Turns Out Millennials Have Swapped Buying Houses For Buying Indoor Plants

indoor plants

Anyone born in the ’80s or ’90s knows that buying a house has never been harder than it is right now.

In fact, new research from realestate.com.au found that our property prospects are now so damn dismal that 20% of young Aussie renters have already just accepted that they’re going to be renting forever.

As Harry Styles so handsomely said, “it’s a sign of the times” and boy, don’t we know it.

But, just because we suspect we might not end up as homeowners, that’s not to say we’ve started giving up on being domestic gods/goddesses altogether. In fact, it looks like quite the opposite might be happening.

While young Aussie home ownership might be going down the proverbial toilet it seems that, just like us, millennials all over the world are making up for it by investing precious dollarydoos on a home decor trend: indoor plants.

Bascially, the prophecy your plant-loving housemate espoused all those years ago is coming to fruition: Houseplants are having a Pinterest-worthy renaissance.

Google searches for a plethora of indoor flora species have risen significantly over the last eight years, The Economist reports.

The publication sounds that particularly popular plant varieties include String of Pearls, Devil’s Ivy, Succulents, Aloe Vera, Swiss Cheese, Jade, Cactus and Hanging Plants.

indoor plants
Source: Pinterest

And it’s not just Australia getting in on the indoor plant action.

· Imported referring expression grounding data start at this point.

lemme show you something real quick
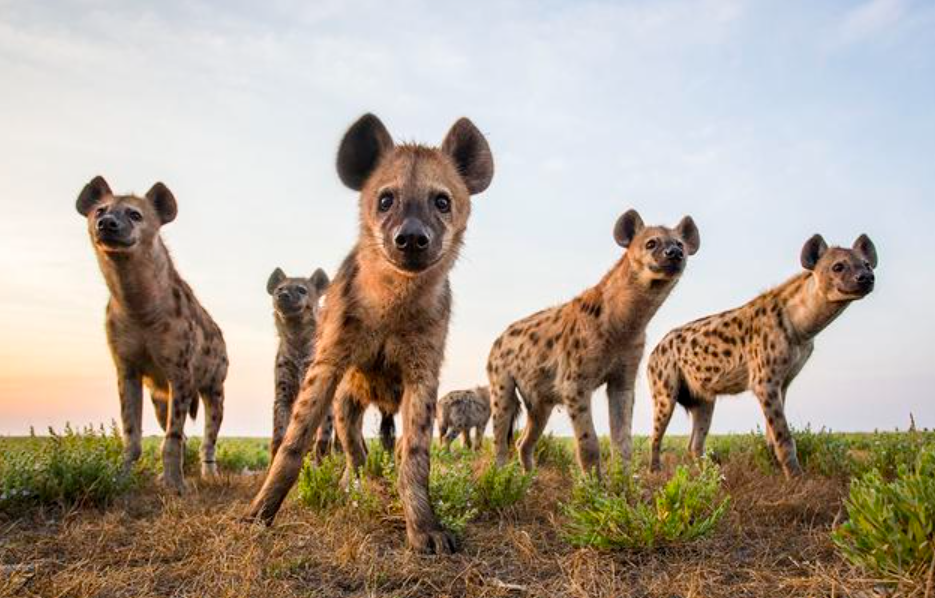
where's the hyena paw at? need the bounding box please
[409,528,460,555]
[201,460,219,478]
[158,471,187,495]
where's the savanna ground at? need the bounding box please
[1,426,933,598]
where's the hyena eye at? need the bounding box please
[378,192,394,212]
[645,239,657,250]
[296,286,307,295]
[95,207,107,217]
[832,262,845,273]
[434,194,451,213]
[127,210,143,222]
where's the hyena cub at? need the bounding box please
[437,386,491,451]
[77,177,227,492]
[488,210,699,474]
[246,113,494,554]
[268,267,397,462]
[648,234,878,478]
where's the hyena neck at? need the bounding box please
[99,237,174,319]
[596,255,677,340]
[354,242,454,322]
[275,311,317,357]
[781,273,849,341]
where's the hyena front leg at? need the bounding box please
[568,396,601,476]
[688,400,715,459]
[473,423,486,452]
[606,363,638,462]
[754,383,802,478]
[334,391,367,484]
[117,366,144,471]
[247,364,342,524]
[200,387,224,477]
[399,381,456,554]
[460,429,472,450]
[270,365,298,461]
[162,375,197,493]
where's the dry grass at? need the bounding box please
[0,449,921,598]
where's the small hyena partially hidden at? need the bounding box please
[77,177,228,492]
[437,386,490,451]
[246,113,494,554]
[268,267,397,462]
[648,234,878,478]
[488,210,700,475]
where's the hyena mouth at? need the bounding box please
[96,233,136,249]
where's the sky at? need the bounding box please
[0,0,933,440]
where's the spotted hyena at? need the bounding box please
[245,113,494,554]
[437,386,490,451]
[488,210,700,474]
[268,267,398,463]
[648,234,878,478]
[77,176,227,492]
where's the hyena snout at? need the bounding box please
[274,286,308,313]
[855,270,875,292]
[393,217,432,252]
[662,243,684,263]
[95,214,135,247]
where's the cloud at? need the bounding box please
[835,0,908,46]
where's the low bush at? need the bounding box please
[0,424,135,514]
[475,461,534,511]
[832,446,935,583]
[533,434,575,473]
[430,460,478,537]
[563,458,730,549]
[296,453,346,512]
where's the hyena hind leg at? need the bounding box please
[688,400,715,459]
[200,387,224,477]
[649,374,679,472]
[490,374,520,467]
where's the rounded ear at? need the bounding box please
[613,209,644,248]
[441,117,494,195]
[309,268,330,293]
[800,234,828,270]
[853,234,878,268]
[267,268,286,295]
[76,176,112,216]
[676,215,700,256]
[145,182,177,225]
[336,113,394,191]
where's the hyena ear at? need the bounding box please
[76,176,112,216]
[613,209,644,248]
[145,182,178,225]
[309,268,330,293]
[267,268,286,295]
[336,113,394,191]
[800,234,828,270]
[676,215,700,256]
[853,234,878,268]
[441,117,494,195]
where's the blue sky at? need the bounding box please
[0,0,932,438]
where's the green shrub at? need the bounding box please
[296,453,346,512]
[533,434,574,472]
[429,460,478,537]
[216,439,269,473]
[858,430,935,479]
[563,458,730,549]
[362,439,396,482]
[750,426,853,477]
[475,462,534,511]
[0,424,136,514]
[832,447,935,582]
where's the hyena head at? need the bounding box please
[800,233,878,302]
[336,113,494,275]
[267,267,330,319]
[613,209,700,283]
[76,176,177,255]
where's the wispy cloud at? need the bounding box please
[834,0,908,46]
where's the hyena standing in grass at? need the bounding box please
[437,386,490,451]
[488,210,700,474]
[648,234,878,478]
[246,113,494,553]
[77,176,227,492]
[268,267,397,462]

The interior plant frenzy is also prevalent in Europe, with the number of plant sales from The Netherlands (one of the world’s biggest plant producers), experiencing a 150% increase in plant exports between 2000 and 2016.

When you jump across the pond to America, the story is the same, with millennials believed to account for one-third of all houseplant sales.

Check us out, eh? A generation of savvy green thumbs nurturing our little cacti until the property market gets its act together.